Pour ce faire, l'excellent essai de Stratis Vouyoucas se révèle particulièrement éclairant. Il nous fait découvrir un documentariste soucieux avant tout des paysages, des territoires et de la manière dont l'organisation du monde les menace. Lorsqu'il évoque Le Temps des grâces, Vouyoucas écrit :

« On découvre à quel point l'alliance de l’État et des intérêts financiers forme un rouleau compresseur auquel il est terriblement difficile de résister. L'aménagement du territoire n'est plus pensé comme un bien commun, mais comme une source de profit qui a pour conséquence l'accroissement ininterrompu des zones pavillonnaires, des zones d'activités commerciales ou autres plateformes logistiques qui impriment le paysage de leur laideur indélébile. »

On comprend alors que le cinéma de Dominique Marchais s'articule entre un désir de lier géographie et politique, de montrer les conflits entre des intérêts politiques, financiers et ceux qui cherchent à préserver les paysages, qui se soucient d'écologie. Le cinéaste l'exprime clairement lorsqu'il dit :

« Je vais vers ce qu'il reste de beauté. Je filme la beauté dans son « être minoritaire ». Les personnes que je filme sont également minoritaires. Elles sont maltraitées, conspuées. Le Président de la République les moque en les traitant d' « amishs », le ministre de l'Intérieur et tant d'autres, d'éco-terroristes. Et s'il ne s'agissait que d'eux ! Nombre de grands médias font preuve d'une ignorance crasse et d'une méchanceté écœurante sur tout ce qui a trait à la défense de l'environnement. »

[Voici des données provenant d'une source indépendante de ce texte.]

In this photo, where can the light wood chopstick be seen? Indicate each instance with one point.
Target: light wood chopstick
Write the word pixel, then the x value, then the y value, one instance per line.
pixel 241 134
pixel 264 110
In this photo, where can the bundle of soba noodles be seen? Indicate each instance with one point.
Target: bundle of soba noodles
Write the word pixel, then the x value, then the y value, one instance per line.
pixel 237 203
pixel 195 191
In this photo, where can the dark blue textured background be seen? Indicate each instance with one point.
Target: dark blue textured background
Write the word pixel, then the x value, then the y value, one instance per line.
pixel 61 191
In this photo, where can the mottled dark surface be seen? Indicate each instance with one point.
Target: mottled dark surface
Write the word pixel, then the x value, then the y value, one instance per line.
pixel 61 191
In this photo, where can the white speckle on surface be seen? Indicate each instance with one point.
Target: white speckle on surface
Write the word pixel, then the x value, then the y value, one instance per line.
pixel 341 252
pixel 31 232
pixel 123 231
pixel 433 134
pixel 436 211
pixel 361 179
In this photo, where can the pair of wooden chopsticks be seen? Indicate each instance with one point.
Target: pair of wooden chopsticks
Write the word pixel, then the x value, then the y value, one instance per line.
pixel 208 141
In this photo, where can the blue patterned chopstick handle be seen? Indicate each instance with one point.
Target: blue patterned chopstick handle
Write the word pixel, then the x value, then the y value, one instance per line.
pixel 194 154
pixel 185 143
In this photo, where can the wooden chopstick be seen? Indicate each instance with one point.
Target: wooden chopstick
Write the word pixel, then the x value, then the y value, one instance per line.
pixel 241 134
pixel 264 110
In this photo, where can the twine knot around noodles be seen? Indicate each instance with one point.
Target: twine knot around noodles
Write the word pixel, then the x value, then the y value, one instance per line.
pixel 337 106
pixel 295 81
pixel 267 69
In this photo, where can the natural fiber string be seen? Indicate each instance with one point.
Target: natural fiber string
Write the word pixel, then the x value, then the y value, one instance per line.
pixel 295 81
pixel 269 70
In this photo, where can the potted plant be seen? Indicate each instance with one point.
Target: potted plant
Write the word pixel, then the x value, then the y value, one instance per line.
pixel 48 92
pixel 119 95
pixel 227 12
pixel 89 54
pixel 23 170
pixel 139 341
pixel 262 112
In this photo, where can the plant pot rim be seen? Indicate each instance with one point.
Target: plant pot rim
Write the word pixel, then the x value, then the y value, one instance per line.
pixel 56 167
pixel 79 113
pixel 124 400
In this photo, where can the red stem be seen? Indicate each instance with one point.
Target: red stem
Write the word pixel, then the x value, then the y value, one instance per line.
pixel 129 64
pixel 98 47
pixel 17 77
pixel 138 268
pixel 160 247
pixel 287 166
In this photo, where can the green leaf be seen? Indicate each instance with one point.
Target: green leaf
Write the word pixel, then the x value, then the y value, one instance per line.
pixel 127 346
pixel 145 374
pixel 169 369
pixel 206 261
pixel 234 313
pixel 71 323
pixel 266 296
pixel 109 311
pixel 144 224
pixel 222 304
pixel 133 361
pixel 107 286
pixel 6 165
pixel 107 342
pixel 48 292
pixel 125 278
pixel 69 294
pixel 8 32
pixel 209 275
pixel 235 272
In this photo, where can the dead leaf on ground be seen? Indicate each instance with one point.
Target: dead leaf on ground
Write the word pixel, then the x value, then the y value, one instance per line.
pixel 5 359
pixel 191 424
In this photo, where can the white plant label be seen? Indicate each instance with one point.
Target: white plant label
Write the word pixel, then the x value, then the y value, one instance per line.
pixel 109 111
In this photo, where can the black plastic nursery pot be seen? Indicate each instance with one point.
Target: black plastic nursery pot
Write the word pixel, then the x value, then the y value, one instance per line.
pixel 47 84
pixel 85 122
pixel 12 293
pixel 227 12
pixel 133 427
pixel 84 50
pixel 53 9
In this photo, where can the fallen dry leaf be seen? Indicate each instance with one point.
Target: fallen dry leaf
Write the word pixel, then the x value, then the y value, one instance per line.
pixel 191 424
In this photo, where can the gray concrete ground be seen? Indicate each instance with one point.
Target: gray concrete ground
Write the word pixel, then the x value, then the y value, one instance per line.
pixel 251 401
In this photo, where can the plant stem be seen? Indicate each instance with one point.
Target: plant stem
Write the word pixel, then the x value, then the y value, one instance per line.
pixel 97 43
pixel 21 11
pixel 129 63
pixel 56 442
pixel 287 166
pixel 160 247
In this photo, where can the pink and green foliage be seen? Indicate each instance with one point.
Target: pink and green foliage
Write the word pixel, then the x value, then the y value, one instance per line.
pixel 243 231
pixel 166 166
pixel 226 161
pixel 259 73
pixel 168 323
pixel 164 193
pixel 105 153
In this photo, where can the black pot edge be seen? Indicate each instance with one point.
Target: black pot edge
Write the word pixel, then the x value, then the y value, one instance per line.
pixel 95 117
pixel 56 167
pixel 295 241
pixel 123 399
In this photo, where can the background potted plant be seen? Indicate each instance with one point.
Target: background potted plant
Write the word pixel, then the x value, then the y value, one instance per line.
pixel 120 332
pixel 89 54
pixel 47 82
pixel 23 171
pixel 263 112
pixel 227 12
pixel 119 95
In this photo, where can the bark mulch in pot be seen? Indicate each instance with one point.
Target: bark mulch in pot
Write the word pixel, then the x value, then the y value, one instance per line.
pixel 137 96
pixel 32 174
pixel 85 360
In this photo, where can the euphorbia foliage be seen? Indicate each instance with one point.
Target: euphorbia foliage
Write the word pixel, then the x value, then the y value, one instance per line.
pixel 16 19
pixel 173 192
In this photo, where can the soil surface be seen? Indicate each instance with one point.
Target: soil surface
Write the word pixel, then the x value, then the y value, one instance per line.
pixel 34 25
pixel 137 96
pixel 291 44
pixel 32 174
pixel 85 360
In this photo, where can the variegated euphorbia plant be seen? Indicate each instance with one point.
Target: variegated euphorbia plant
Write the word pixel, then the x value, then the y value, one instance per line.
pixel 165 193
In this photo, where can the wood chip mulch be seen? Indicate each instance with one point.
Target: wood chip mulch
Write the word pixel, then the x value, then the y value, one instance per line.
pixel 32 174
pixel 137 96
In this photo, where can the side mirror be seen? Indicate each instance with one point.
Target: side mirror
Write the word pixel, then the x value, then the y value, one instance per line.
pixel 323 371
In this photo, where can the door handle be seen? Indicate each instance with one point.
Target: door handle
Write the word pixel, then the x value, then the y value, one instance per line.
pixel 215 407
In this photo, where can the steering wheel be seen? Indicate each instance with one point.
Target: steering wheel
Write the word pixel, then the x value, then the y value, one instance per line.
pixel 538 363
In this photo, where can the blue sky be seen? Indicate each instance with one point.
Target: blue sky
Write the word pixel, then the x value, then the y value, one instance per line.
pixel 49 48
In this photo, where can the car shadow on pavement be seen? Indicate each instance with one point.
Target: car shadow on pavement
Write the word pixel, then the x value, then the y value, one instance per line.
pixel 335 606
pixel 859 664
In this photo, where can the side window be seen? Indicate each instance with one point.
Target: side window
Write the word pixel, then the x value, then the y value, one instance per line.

Résumer de la sorte, on pourrait craindre d'être face à un énième avatar de ces cinéastes militants pour qui le cinéma ne sert qu'à illustrer une thèse. Évoquant Le Temps des miracles, Stratis Vouyoucas écrit que le film « ne se contente pas d'être la courroie de transmission d'un savoir déjà constitué : il (se) pense avec nous, ses spectateurs, en se faisant, sans connaître, préalablement son objet, mais en le définissant au fur et à mesure qu'il progresse, et il nous aide à penser avec lui. Il ne nous écrase pas de son surplomb, se distinguant en cela de la pléthore de films écologistes à visée pédagogique. »

L'intérêt de l'entretien avec Dominique Marchais tient notamment à cette manière qu'a le documentariste d'évoquer son approche du Réel en des termes avant tout cinématographiques. Avec clarté, il explique sa démarche, sa méthode de travail et ses références qui vont de Marcel Ophüls à Renoir (celui de Toni et La Marseillaise) en passant par Rossellini et John Ford. Intéressé aussi bien par les questions d'urbanisme, d'architecture, d'histoire des paysages, d'agriculture, de sociologie, et de bien d'autres disciplines, il explique comment il « chemine » plus qu'il ne « programme » afin de poser le regard le plus juste sur le réel. Le livre permet aussi de saisir l'évolution du cinéaste, de ses premiers films hantés par l'idée du forum (confronter les diverses paroles) et d'une certaine convergence des idées à une vision plus pessimiste et un repli du côté de ceux qui résistent à la catastrophe écologique en cours.

Un petit ouvrage qui donne, une fois de plus, envie de découvrir un cinéaste à la fois minoritaire mais dont les propos témoignent d'une grande exigence et d'une indéniable cohérence.